第１図は本発明の一実施例に係る単語音声認識装置の概
略構成図、第２図は実施例装置における標準パターン作
成時での複数回の入力音声に対する音声区間候補とその
特徴パターンについて模式％式％３・・・リサンプル部、４・・・類似度計算部（特徴パ
ターンと標準パターンとの類似度計算）、５・・・標準
パターン辞書、６・・・認識結果出力部、７・・・類似
度計算部（特徴パターン間での尤度計算処理）、８・・
・標準パターン作成部。FIG. 1 is a schematic configuration diagram of a word speech recognition device according to an embodiment of the present invention, and FIG. 2 is a schematic diagram of speech interval candidates and their characteristic patterns for multiple input speeches when creating a standard pattern in the embodiment device. % expression% 3... Resample unit, 4... Similarity calculation unit (similarity calculation between feature pattern and standard pattern), 5... Standard pattern dictionary, 6... Recognition result output unit, 7 ... Similarity calculation unit (likelihood calculation processing between feature patterns), 8...

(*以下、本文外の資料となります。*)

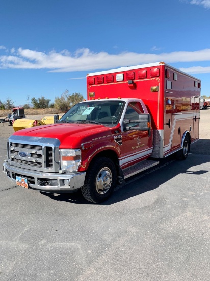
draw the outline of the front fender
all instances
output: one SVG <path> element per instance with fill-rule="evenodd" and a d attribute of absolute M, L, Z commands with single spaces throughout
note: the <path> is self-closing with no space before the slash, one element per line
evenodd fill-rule
<path fill-rule="evenodd" d="M 104 142 L 94 145 L 88 149 L 82 150 L 82 161 L 78 169 L 79 172 L 86 171 L 92 160 L 100 152 L 104 151 L 112 150 L 117 155 L 118 158 L 120 157 L 121 151 L 120 146 L 118 144 L 110 142 Z M 107 155 L 109 156 L 109 155 Z"/>

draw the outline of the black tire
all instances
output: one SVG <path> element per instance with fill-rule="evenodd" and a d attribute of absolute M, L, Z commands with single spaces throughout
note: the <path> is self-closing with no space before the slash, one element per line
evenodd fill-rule
<path fill-rule="evenodd" d="M 188 135 L 186 135 L 183 142 L 183 148 L 176 153 L 177 160 L 185 160 L 187 158 L 190 151 L 190 142 Z"/>
<path fill-rule="evenodd" d="M 117 172 L 113 162 L 108 158 L 97 158 L 88 169 L 82 193 L 88 201 L 101 203 L 111 196 L 116 182 Z"/>

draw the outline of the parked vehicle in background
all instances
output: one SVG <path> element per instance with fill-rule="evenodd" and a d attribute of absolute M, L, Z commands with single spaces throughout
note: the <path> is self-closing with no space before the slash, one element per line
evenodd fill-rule
<path fill-rule="evenodd" d="M 12 110 L 12 114 L 8 114 L 5 120 L 7 122 L 10 122 L 10 125 L 12 125 L 15 120 L 20 118 L 25 118 L 25 116 L 24 108 L 18 106 L 14 107 Z"/>

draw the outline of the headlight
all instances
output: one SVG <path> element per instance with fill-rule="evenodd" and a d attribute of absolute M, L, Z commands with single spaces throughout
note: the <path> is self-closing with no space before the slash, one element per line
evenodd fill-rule
<path fill-rule="evenodd" d="M 61 169 L 77 172 L 81 161 L 80 149 L 61 149 Z"/>

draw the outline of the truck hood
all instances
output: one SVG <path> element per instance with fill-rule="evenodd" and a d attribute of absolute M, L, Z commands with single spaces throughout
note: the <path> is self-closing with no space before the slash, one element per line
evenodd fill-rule
<path fill-rule="evenodd" d="M 57 138 L 61 142 L 60 148 L 78 148 L 82 143 L 112 134 L 114 128 L 97 124 L 55 124 L 20 130 L 13 135 Z"/>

・Standard pattern creation department.

Claims

[Scope of Claims] An acoustic analysis section that acoustically analyzes input word speech to obtain its feature parameters; a word boundary hypothesis generation section that obtains speech section candidates of the input word speech from the acoustically analyzed feature parameters; a resampling unit that normalizes the feature parameters for each speech section determined by the word boundary hypothesis generation unit to generate a feature pattern of the input speech; A standard pattern creation unit that creates a pattern, and a similarity calculation that calculates the degree of similarity between the standard pattern of the recognition target word audio created by the standard pattern creation unit and the characteristic pattern of the input word audio obtained by the resample unit. Department and
and a recognition result output section that obtains a word speech recognition result for the input word speech according to the similarity calculation result, and the standard pattern creation section is configured to perform a recognition result output section for each word speech that is uttered multiple times for the recognition target word. A means for mutually calculating the likelihood between a plurality of desired feature patterns, and a means for calculating the feature pattern when the combination of the feature pattern with the highest likelihood matches among the feature patterns in the plurality of utterances. A word speech recognition device comprising: means for obtaining a standard pattern of the speech of the word to be recognized.